While the law is lenient on offenders under 16, on the assumption that they don’t fully understand the consequences of their actions, are we really dealing with naive children here? Some have all the appearances of hardened criminals and it is highly unlikely that by the time they get around to robbing a shop, it is their first offence.
Petty shoplifting and house burglaries seem to feature in the history of at least some of them in their pre-teen years. Other common denominators are a less than ideal home life, poor parenting, truancy from school, drugs and alcohol.
In a tragic case two years ago, a 14-year-old boy was jailed for six years for the manslaughter of a dairy owner during a robbery. In handing down the sentence, the judge noted that the boy’s mother had drunk and taken drugs while pregnant and he had suffered from foetal alcohol syndrome.
He had also suffered a brain injury in a pedestrian crossing accident some years earlier. The judge also noted that, had it not been for his brain injury, he was convinced the jury would have found the boy guilty of murder.
Dr Nessa Lynch and Dr Katie Bruce, members of an expert advisory panel, have asked the Government to raise the age of youth justice to include 17-year-olds and, in certain cases, 18- and 19-year-olds. They say that while 17-year-olds know the difference between right and wrong, science shows the frontal brain cortex is not fully developed until they are about 25.
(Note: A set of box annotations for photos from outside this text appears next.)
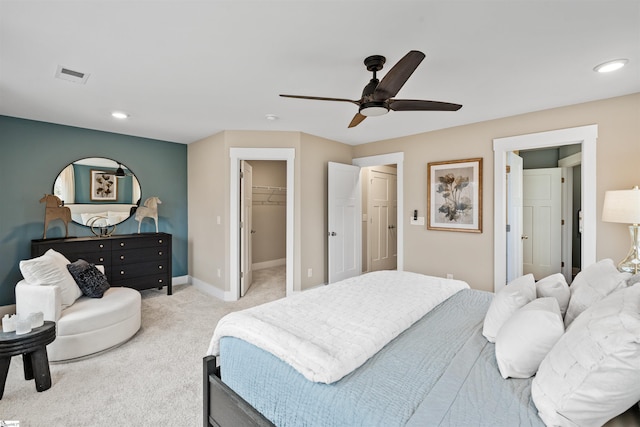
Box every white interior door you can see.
[327,162,362,283]
[367,166,398,271]
[506,151,524,282]
[522,168,562,280]
[240,160,253,297]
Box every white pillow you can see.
[20,249,82,309]
[482,274,536,342]
[496,297,564,378]
[531,284,640,426]
[536,273,571,317]
[564,259,631,328]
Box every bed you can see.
[203,266,640,427]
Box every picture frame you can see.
[90,169,118,202]
[427,157,482,233]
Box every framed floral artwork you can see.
[427,158,482,233]
[91,169,118,202]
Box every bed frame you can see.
[202,356,275,427]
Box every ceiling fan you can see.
[280,50,462,128]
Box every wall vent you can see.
[56,65,90,84]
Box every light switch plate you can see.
[409,216,424,225]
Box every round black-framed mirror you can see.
[53,157,142,227]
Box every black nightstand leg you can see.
[0,357,11,399]
[31,346,51,391]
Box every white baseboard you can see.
[190,277,237,301]
[0,304,16,317]
[171,276,191,286]
[251,258,287,270]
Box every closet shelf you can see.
[252,185,287,206]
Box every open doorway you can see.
[507,144,582,284]
[360,164,398,272]
[240,160,287,297]
[229,147,295,301]
[493,125,598,292]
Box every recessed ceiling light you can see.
[593,59,629,73]
[111,111,129,120]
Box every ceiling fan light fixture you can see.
[111,111,129,120]
[593,58,629,73]
[360,102,389,117]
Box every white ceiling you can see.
[0,0,640,144]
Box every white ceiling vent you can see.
[56,65,90,84]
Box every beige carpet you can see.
[0,267,285,427]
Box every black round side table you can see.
[0,321,56,399]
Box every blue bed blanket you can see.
[220,290,544,427]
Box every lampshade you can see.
[602,185,640,224]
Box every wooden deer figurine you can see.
[40,194,71,239]
[135,197,162,234]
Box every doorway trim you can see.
[229,147,296,301]
[493,125,598,292]
[351,152,404,271]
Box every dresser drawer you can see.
[111,246,168,266]
[111,273,170,291]
[111,260,167,283]
[31,233,172,295]
[111,236,169,251]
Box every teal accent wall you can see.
[0,116,188,306]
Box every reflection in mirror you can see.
[53,157,141,227]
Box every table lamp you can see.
[602,185,640,274]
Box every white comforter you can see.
[207,271,469,384]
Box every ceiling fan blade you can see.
[389,99,462,111]
[373,50,425,101]
[280,94,360,105]
[349,113,367,128]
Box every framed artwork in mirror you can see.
[91,169,118,202]
[427,158,482,233]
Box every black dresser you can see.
[31,233,172,295]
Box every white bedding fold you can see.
[207,271,469,384]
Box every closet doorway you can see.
[240,160,287,297]
[226,147,295,301]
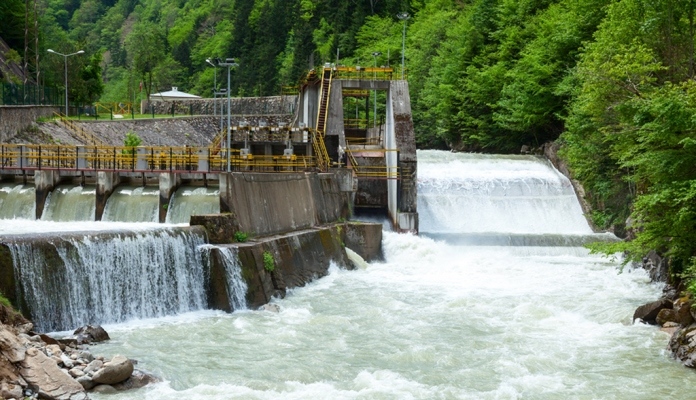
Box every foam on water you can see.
[88,152,693,400]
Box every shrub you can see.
[263,251,275,272]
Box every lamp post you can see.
[372,51,382,128]
[48,49,85,118]
[205,58,216,121]
[218,58,239,172]
[396,11,411,81]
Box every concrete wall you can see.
[208,223,382,311]
[140,96,298,115]
[219,172,352,236]
[0,106,60,143]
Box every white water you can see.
[102,185,160,222]
[0,183,36,219]
[167,186,220,224]
[4,228,206,331]
[200,244,247,311]
[84,151,693,400]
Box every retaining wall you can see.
[0,106,59,143]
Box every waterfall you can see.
[166,186,220,224]
[102,185,159,222]
[0,183,36,219]
[418,151,616,246]
[200,244,247,311]
[5,228,207,331]
[41,185,97,222]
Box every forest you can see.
[0,0,696,293]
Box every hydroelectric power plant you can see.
[0,74,691,400]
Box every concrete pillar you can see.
[218,172,234,213]
[94,171,121,221]
[159,172,181,223]
[34,171,60,219]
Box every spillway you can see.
[77,151,693,400]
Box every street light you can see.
[218,58,239,172]
[368,51,382,128]
[396,11,411,81]
[205,58,216,122]
[48,49,85,118]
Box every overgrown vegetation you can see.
[263,251,275,272]
[0,0,696,294]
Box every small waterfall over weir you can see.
[4,228,207,331]
[418,151,616,247]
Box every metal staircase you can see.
[312,68,332,171]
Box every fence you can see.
[0,83,65,106]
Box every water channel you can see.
[2,151,695,400]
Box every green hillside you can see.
[0,0,696,288]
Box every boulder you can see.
[92,355,133,385]
[114,369,160,391]
[0,326,26,363]
[20,348,88,400]
[673,297,694,326]
[633,299,672,325]
[83,360,104,374]
[655,308,679,326]
[0,382,24,399]
[77,375,94,390]
[73,325,111,343]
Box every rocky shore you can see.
[0,321,157,400]
[633,252,696,368]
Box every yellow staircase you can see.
[312,68,332,171]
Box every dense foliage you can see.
[0,0,696,288]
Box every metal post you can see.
[48,49,85,118]
[218,58,239,172]
[372,51,382,128]
[396,11,411,81]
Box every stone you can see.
[0,382,24,399]
[673,297,694,326]
[0,326,26,363]
[633,299,672,325]
[68,368,85,378]
[46,344,63,357]
[76,375,94,390]
[92,385,116,394]
[655,308,679,326]
[16,322,34,334]
[114,369,160,391]
[20,348,88,400]
[259,304,280,313]
[92,355,134,385]
[73,325,111,343]
[83,360,104,374]
[60,354,75,368]
[77,350,94,364]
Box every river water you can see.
[75,151,694,400]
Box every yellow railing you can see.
[94,102,133,115]
[334,67,398,81]
[53,112,104,146]
[0,144,317,172]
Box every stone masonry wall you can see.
[0,106,59,143]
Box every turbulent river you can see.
[2,151,694,400]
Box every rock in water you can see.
[73,325,111,343]
[92,355,133,385]
[20,348,88,400]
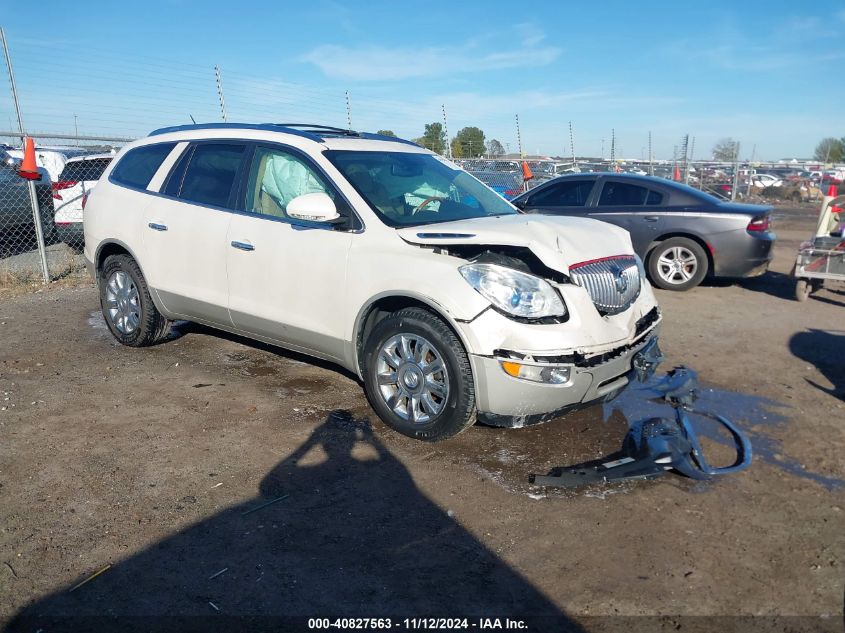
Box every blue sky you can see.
[0,0,845,159]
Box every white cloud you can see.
[300,24,561,81]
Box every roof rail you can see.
[148,123,417,147]
[276,123,359,136]
[147,123,323,143]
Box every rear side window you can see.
[111,143,176,189]
[599,180,648,207]
[177,143,246,207]
[59,158,112,182]
[528,180,595,207]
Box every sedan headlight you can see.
[458,264,566,319]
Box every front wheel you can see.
[363,308,475,442]
[648,237,708,291]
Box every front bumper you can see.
[470,326,658,427]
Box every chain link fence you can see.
[0,132,128,287]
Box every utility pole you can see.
[214,66,229,123]
[684,136,695,185]
[731,141,740,202]
[346,90,352,132]
[440,103,452,160]
[610,128,616,171]
[648,130,654,176]
[0,27,50,284]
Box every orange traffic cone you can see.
[18,136,41,180]
[522,161,534,180]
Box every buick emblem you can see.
[610,266,628,295]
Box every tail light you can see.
[50,180,79,200]
[745,215,770,233]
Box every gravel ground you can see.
[0,209,845,631]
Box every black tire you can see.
[362,308,476,442]
[97,255,169,347]
[648,237,709,292]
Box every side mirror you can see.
[286,192,340,222]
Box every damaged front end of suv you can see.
[398,216,661,427]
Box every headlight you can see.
[458,264,566,319]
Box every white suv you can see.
[84,124,660,441]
That suggestion has not been well received by some in the community, particularly victims and their families, who want more police protection and harsh penalties to fit the crime regardless of age or mitigating circumstances.
That attitude is understandable when shopkeepers have been killed or seriously assaulted, families terrified, a shop smashed up and valuable stock stolen.
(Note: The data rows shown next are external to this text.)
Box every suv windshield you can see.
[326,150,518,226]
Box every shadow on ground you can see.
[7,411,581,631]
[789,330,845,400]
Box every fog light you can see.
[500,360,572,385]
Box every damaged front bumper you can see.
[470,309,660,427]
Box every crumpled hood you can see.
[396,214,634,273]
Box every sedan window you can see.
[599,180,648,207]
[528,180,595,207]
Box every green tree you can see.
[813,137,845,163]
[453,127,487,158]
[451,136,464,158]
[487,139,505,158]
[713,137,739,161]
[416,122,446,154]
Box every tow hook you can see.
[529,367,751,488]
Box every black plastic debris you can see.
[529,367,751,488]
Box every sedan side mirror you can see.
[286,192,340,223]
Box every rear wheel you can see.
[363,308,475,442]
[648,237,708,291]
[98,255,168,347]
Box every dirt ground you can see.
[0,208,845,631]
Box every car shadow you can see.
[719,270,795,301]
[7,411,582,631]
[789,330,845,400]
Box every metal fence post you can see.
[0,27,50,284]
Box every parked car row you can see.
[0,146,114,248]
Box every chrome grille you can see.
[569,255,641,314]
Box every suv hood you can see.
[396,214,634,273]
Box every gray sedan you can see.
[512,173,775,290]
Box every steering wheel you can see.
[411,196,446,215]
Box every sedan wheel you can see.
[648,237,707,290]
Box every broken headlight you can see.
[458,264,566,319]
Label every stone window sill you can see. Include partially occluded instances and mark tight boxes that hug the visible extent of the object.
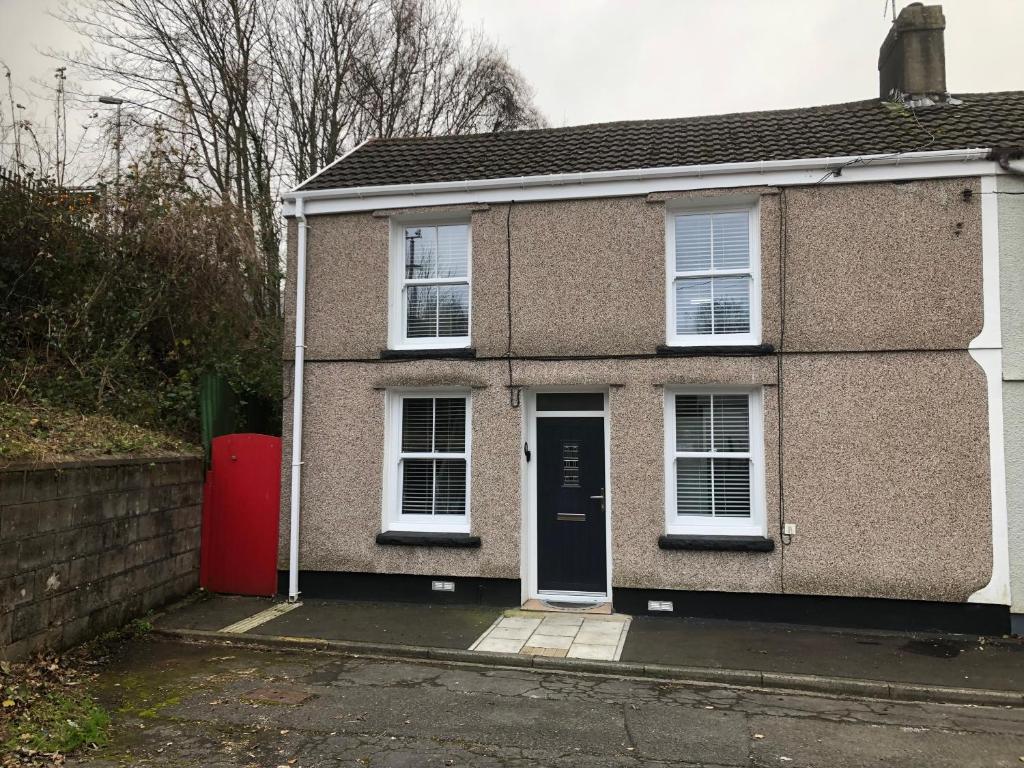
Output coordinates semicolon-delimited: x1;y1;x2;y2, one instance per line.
657;536;775;552
377;530;480;549
381;347;476;360
655;344;775;357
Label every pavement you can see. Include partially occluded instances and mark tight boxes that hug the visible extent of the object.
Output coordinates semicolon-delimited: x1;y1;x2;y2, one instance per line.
67;634;1024;768
156;595;1024;707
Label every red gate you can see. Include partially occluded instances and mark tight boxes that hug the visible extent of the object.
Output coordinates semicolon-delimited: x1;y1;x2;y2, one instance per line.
200;434;281;595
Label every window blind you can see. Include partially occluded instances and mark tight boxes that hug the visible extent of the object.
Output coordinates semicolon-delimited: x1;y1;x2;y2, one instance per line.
400;397;467;515
674;211;754;336
675;394;752;517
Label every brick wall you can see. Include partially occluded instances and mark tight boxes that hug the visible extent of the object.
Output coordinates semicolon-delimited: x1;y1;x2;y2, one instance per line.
0;457;203;658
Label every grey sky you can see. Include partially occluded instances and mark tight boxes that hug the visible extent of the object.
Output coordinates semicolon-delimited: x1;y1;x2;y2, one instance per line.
0;0;1024;174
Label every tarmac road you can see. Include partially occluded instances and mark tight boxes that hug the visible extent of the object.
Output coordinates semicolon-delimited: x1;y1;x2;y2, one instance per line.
68;638;1024;768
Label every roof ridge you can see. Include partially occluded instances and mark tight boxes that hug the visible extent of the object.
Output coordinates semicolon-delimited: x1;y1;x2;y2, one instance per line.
299;91;1024;190
356;90;1024;145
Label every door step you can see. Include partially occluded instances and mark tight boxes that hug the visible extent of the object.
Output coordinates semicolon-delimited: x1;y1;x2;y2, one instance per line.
522;598;611;615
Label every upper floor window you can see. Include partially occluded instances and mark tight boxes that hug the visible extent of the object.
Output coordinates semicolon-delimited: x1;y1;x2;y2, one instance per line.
667;206;761;346
389;223;470;349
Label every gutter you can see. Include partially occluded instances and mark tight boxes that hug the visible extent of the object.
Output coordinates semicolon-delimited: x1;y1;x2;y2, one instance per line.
282;148;990;205
288;198;308;602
We have collectively failed when we have to send a 14-year-old schoolboy to jail for robbing and killing a shopkeeper.
The huge majority of our youngsters grow into good citizens, even if they falter a few times on the pathway to adulthood. Armed robbery is not a minor falter on that pathway.
There are, no doubt, many complex contributing factors which lead youngsters to commit armed robberies. One, the rest is the increased tobacco tax. With few exceptions these young robbers are looking for cigarettes either for themselves or to fuel a growing black market.
Rather than arm themselves with potentially lethal weapons to fight off the robbers, perhaps corner dairy owners should simply stop selling cigarettes.
Tom O’Connor is a retired journalist, political commentator and vice-president of Grey Power Timaru.